The material scanner works with artificial intelligence for optical pattern recognition, a joint development by TU Graz and Joanneum Research. Sensors and multispectral cameras detect whether there is glass or plastic in the residual waste. Households get feedback on their recycling efforts to motivate them to separate better. The smart dustbin, in turn, has a sensor that monitors the level of the bin and the temperature development. This optimizes garbage runs, reducing journeys and thus the burden of traffic.
But what about measuring the temperature in the bin? Lithium batteries are becoming more common in the trash, says Saubermacher — and this can cause overheating and fire, a problem that garbage collectors (and volunteer firefighters) have to deal with in increasing numbers. The Saubermacher vision: zero waste, turning all waste into raw materials. “On average, we throw something away six times a day. In the laboratory, we are already working on making the garbage bin in the apartment scream if something wrong is thrown in,” said Ralf Mittermayr, CEO of Saubermacher, at the presentation of networked projects some time ago in Vienna.
Industrial partnerships such as the one with the printed circuit board manufacturer AT&S are also essential for implementing this vision.
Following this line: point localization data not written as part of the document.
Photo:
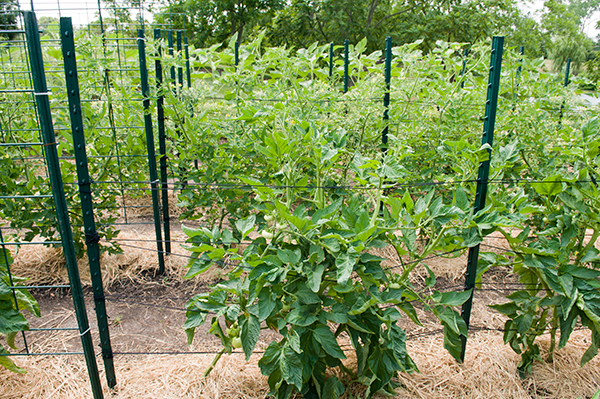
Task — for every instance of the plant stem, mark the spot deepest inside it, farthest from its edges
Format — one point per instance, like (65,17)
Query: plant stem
(213,363)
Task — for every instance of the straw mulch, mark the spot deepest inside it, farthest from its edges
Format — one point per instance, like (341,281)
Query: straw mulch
(490,371)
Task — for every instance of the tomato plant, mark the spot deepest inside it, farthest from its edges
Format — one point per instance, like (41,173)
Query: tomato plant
(12,304)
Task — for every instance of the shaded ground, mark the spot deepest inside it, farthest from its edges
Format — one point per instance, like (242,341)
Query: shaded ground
(147,312)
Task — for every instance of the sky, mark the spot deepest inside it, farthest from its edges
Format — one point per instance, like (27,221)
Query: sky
(84,11)
(81,11)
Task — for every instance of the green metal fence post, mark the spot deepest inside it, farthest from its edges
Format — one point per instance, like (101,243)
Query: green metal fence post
(162,145)
(60,203)
(520,67)
(330,60)
(386,96)
(188,71)
(346,65)
(565,84)
(464,69)
(517,78)
(236,55)
(87,206)
(150,145)
(180,50)
(171,53)
(567,72)
(491,105)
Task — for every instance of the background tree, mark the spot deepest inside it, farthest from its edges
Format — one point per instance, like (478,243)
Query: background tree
(306,21)
(564,22)
(214,21)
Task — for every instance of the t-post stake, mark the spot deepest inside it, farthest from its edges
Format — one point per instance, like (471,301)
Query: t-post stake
(150,146)
(346,66)
(85,194)
(62,212)
(386,95)
(162,144)
(489,121)
(330,60)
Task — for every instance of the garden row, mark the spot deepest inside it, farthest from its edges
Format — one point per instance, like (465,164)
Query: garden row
(277,143)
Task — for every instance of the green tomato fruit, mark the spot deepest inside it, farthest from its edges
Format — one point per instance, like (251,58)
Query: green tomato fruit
(267,234)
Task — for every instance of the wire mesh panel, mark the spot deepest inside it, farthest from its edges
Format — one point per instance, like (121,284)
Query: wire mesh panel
(48,193)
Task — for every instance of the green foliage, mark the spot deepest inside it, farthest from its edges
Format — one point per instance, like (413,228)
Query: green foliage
(8,18)
(12,303)
(215,21)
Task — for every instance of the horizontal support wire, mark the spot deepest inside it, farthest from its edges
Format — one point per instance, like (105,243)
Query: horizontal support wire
(43,354)
(31,243)
(38,287)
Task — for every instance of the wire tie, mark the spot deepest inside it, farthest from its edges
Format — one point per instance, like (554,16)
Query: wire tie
(85,332)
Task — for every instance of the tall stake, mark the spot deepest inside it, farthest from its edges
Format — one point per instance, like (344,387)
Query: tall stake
(567,72)
(150,145)
(346,65)
(330,60)
(565,84)
(462,72)
(489,121)
(162,145)
(180,50)
(62,213)
(236,55)
(386,96)
(87,205)
(188,71)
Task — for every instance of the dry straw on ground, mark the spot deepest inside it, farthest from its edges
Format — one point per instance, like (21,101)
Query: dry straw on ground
(490,371)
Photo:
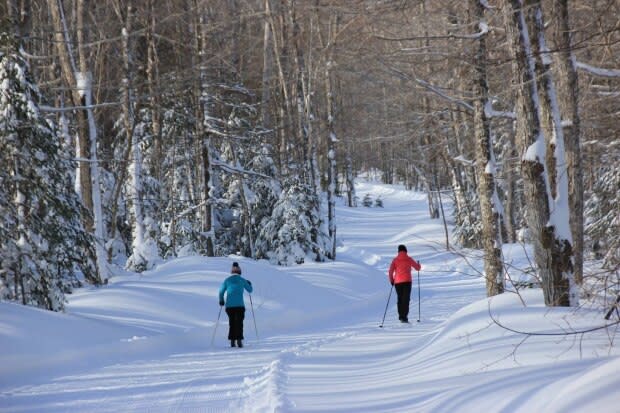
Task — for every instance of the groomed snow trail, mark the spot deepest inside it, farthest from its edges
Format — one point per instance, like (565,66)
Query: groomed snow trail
(328,355)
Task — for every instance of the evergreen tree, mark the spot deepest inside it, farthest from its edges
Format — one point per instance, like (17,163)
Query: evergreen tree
(603,219)
(294,233)
(42,241)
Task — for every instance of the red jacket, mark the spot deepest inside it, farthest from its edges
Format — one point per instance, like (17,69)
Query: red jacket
(400,269)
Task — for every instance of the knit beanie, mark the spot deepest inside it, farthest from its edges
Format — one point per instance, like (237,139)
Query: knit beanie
(236,269)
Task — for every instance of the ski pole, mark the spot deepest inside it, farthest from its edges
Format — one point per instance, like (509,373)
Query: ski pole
(253,317)
(216,324)
(419,296)
(386,306)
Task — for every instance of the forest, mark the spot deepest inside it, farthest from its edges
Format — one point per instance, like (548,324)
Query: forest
(136,131)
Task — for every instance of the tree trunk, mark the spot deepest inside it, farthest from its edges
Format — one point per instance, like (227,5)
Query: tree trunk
(549,250)
(202,109)
(561,248)
(331,133)
(568,94)
(81,83)
(490,206)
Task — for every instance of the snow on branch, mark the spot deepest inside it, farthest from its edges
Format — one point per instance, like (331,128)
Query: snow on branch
(492,113)
(464,161)
(229,168)
(598,71)
(428,86)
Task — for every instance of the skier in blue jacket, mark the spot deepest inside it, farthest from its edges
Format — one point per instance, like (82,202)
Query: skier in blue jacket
(233,286)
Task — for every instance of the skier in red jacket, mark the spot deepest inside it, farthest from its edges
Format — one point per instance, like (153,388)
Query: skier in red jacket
(400,278)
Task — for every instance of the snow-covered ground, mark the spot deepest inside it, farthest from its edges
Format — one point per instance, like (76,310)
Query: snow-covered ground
(143,343)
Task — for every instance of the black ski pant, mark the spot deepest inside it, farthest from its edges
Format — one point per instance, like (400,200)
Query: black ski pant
(403,292)
(235,322)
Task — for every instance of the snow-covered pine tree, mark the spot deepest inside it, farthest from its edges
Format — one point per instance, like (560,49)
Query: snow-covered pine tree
(293,235)
(141,191)
(42,241)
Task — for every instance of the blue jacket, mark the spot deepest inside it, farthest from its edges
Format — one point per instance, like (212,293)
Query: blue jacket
(233,286)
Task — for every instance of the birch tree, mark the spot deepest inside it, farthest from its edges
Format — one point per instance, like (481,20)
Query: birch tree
(79,79)
(490,206)
(552,249)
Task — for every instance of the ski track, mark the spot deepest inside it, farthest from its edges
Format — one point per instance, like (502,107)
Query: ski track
(286,373)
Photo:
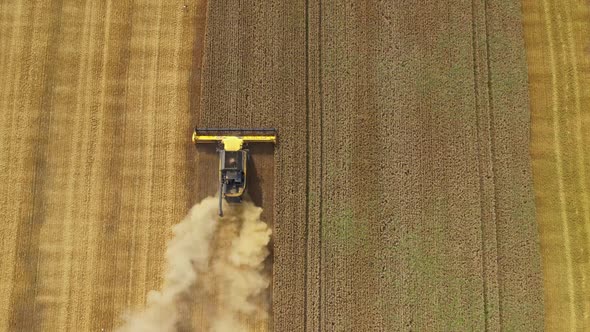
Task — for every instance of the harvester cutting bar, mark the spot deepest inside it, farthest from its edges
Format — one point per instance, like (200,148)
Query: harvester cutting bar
(242,130)
(212,135)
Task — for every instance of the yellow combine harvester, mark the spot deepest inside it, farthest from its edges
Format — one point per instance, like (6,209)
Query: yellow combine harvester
(233,157)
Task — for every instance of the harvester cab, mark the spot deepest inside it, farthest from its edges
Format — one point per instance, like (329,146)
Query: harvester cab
(233,157)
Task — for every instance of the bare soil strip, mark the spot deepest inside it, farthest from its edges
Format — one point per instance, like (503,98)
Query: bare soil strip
(558,51)
(399,192)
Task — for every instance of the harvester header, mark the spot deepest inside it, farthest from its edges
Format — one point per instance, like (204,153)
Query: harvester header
(233,157)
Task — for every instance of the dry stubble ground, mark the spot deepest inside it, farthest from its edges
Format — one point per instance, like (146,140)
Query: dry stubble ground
(400,191)
(558,49)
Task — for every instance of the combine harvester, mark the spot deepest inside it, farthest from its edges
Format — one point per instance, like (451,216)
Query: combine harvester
(233,157)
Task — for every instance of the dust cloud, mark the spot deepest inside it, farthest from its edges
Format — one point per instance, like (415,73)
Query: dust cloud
(220,258)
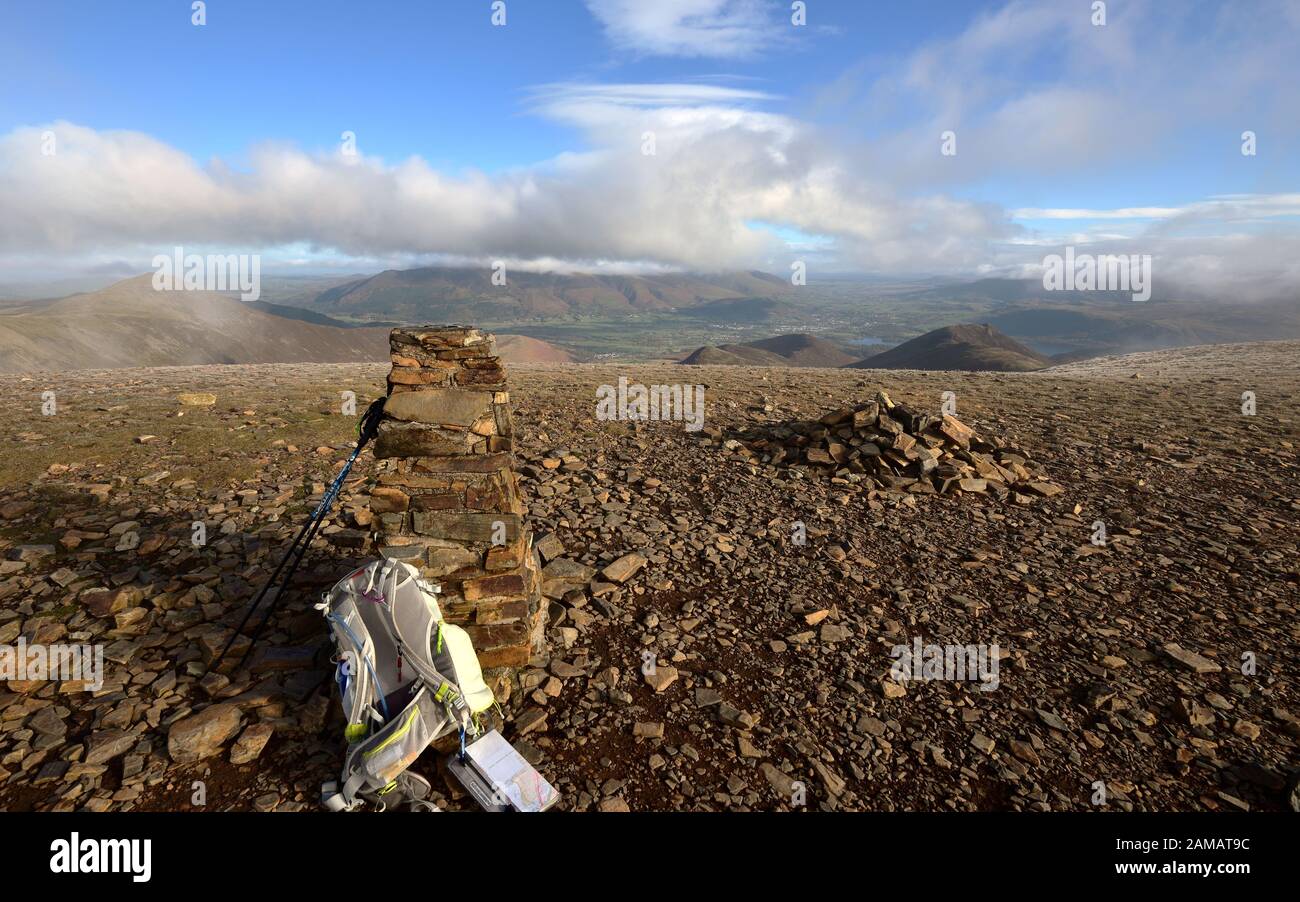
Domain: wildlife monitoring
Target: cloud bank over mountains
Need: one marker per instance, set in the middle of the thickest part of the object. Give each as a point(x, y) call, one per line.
point(711, 177)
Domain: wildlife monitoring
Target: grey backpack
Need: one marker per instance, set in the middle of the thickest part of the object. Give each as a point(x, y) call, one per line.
point(406, 679)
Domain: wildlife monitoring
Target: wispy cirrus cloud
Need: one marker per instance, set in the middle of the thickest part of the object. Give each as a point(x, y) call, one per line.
point(720, 29)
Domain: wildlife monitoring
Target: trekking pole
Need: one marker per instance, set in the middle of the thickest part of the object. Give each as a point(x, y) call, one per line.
point(367, 429)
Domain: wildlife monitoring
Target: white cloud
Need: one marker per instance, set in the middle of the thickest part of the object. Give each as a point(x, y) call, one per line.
point(726, 29)
point(729, 181)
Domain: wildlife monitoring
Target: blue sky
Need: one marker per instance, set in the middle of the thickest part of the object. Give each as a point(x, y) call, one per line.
point(778, 138)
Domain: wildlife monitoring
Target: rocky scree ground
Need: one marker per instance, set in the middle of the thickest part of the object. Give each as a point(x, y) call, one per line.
point(1119, 663)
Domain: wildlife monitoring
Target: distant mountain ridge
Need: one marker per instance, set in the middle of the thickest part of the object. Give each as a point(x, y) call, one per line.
point(794, 350)
point(129, 324)
point(963, 347)
point(440, 294)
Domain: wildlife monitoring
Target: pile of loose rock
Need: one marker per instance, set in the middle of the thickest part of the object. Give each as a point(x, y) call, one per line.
point(893, 447)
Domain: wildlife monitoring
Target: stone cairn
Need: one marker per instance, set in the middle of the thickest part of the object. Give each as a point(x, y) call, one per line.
point(446, 498)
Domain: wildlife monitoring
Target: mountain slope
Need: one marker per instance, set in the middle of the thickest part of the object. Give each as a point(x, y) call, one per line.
point(524, 350)
point(967, 347)
point(796, 350)
point(468, 295)
point(129, 324)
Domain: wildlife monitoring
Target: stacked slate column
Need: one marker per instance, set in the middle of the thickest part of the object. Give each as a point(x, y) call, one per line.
point(446, 498)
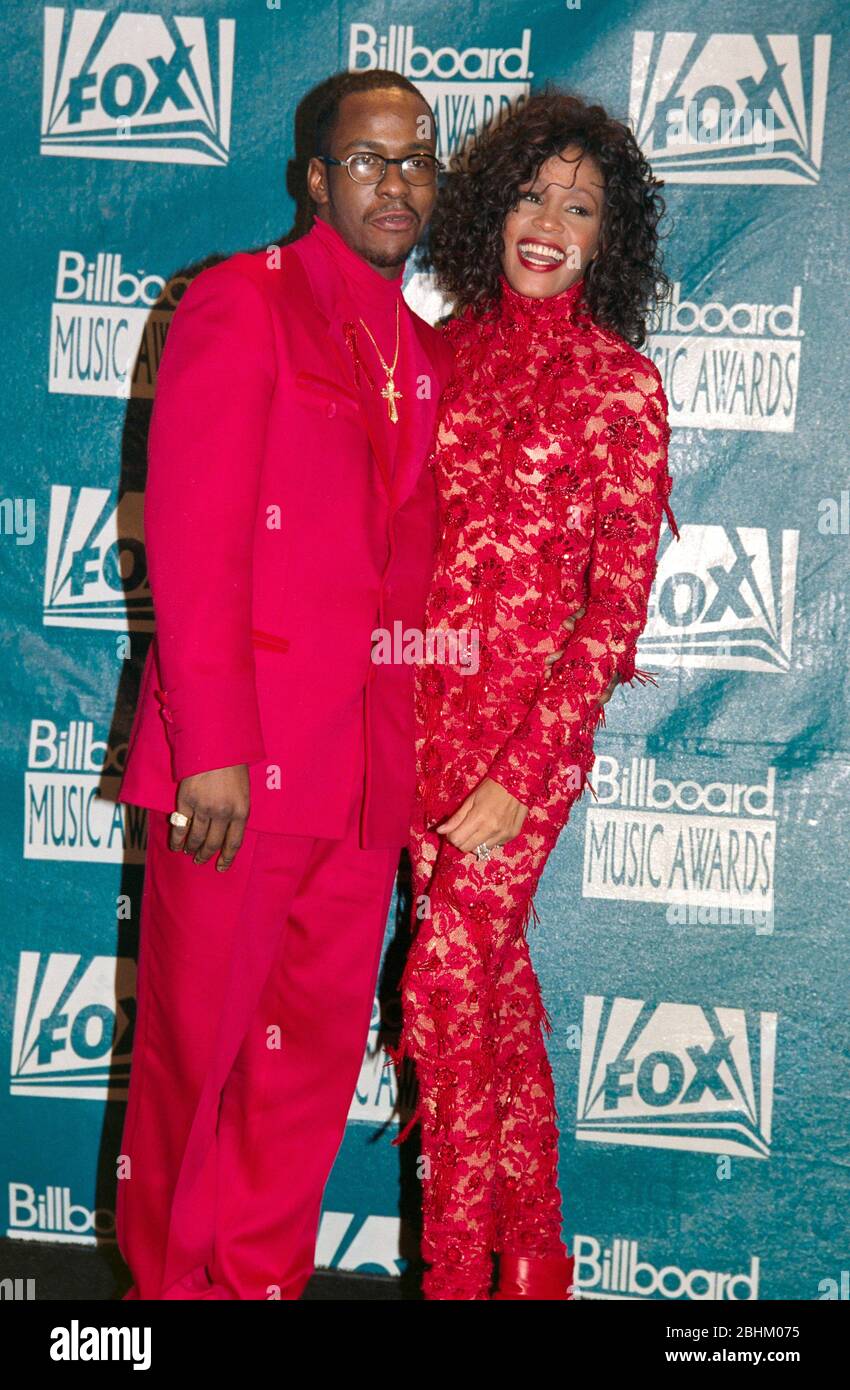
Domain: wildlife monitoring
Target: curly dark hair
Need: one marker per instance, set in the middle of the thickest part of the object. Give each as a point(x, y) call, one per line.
point(625, 280)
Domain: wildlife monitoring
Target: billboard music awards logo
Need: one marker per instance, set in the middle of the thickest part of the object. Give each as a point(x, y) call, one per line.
point(724, 599)
point(622, 1271)
point(467, 89)
point(52, 1214)
point(731, 107)
point(96, 566)
point(122, 85)
point(70, 788)
point(109, 325)
point(375, 1093)
point(72, 1032)
point(682, 1076)
point(649, 838)
point(729, 367)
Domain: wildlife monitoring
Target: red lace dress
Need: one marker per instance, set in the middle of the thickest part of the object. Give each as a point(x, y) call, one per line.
point(550, 462)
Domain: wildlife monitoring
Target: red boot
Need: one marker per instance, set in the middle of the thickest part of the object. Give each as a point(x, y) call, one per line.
point(535, 1276)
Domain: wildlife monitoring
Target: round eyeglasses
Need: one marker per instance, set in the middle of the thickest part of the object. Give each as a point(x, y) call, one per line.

As part of the sustainability strategy of the high-tech company, production waste in the company should be reduced to a minimum and recycled — just like the recovery of copper from the production process (the AT&S Blog reported). Among other things, smart garbage cans are installed in the company as part of this zero-waste project with Saubermacher. Since emptying only takes place as needed, this saves ten working hours per month in the initial phase — which can be used elsewhere for better waste management.
The use of used car batteries as stationary storage is trend-setting for “Zero Waste” with the rapidly growing amount of lithium batteries from electric vehicles. Lithium-ion batteries from electric cars are already replaced when they drop to 80 percent of their capacity. But they still have exactly the energy needed for storage applications. Therefore these used batteries can continue to serve as stationary electricity storage for many years to come. In a pilot project by Saubermacher, together with Styrian research institutions, the tested and rewired old batteries cover peak loads when a recycling plant is starting up. These batteries prevent the network from overloading.